By JEFFARAH GIBSON
Tribune Features Writer
WHY DO members of the Stepping Stone Quilters Guild practice their craft in the Bahamas where the weather is mostly warm? Because the group is not quilting for winter comfort. They are quilting as way to record emotions, memories and experiences with creativity.
Twenty-six years since the Stepping Stone Quilters Guild’s formation in 1986, the group’s intent for quilting remains the same. It is an opportunity to continue a tradition and engage in a relaxing activity.
On Thursday, the Stepping Stone Quilters Guild opened its 26th annual quilt show at the Trinity Methodist Church. It will remain open until Saturday.

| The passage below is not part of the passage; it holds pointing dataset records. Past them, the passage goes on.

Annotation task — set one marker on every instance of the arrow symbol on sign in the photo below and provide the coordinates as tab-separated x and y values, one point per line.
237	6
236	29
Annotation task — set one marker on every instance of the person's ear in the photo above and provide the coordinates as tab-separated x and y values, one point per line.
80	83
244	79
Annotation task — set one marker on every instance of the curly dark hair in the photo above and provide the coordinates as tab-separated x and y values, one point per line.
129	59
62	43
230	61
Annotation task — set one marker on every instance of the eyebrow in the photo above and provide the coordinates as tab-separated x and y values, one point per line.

“When we get together we do not only quilt to keep warm. This is a form of emotional release for us. We quilt our memories, our emotions and our experiences. They are not necessarily recognisable on the quilts but they are often integrated in the pieces. We are also a support group. While we quilt we also talk to each other about what is going on in each other’s lives,” said Maria Chisnall, a guild member.
“Our first show was held in 1990. During that time the first cruise ships came to the islands and they brought various groups. Among the groups that came to the Bahamas on the cruise ships were quilters. When they came to see the show this opened up the door for our group to exhibit in places all over the world,” she said.
The 18 member group, comprised of Bahamians and non-Bahamian members, has exhibited in places like Atlanta, Illinois, and Pennsylvania. They are gearing up for an exhibition in Montreal, Canada this year.
The annual show usually exhibits work done in the previous year. Ms Chisnall said the show is not juried, and quilters have total freedom to make quilts the way they choose.
In the current exhibit, the group adopted a theme. At least one quilt by each member had to depict the challenge of time. Some members depicted clocks and time zones, while others opted to show the passage of time.
“This is not a juried show, this show is just a registry of what we have done during the past year. One section of the exhibit is dedicated to time. Quilts in this segment were restricted to 24 square inches. Past challenges involved using specific fabrics, but quilters were free to use any fabric they wished to,” Ms Chisnall told Tribune Arts.
“Mystery Quilts” was another challenge, where members were given nine clues throughout the year. Their task was to create a quilt from the clues which included instructions for striped borders, flowers, leaves and instructions for assembling the top of the piece.
Quilters were given a three-month period to complete this challenge.
Ms Chisnall said the challenges help members to stretch beyond their abilities and create out of the box pieces they would not ordinarily create. The challenges also decrease the chance of repetition in the designs and creation of the quilts.
Chisnall and Vee Jenkins, also a guild member, participated in last year’s Transforming Spaces “Fibre” show. They used printed fabrics, coconut husk, and burlap wood.
“We want to reinvent quilt making in the Bahamas. We are the original recyclers in life. A shirt that is torn and that cannot be worn anymore can go into a quilt,” she said.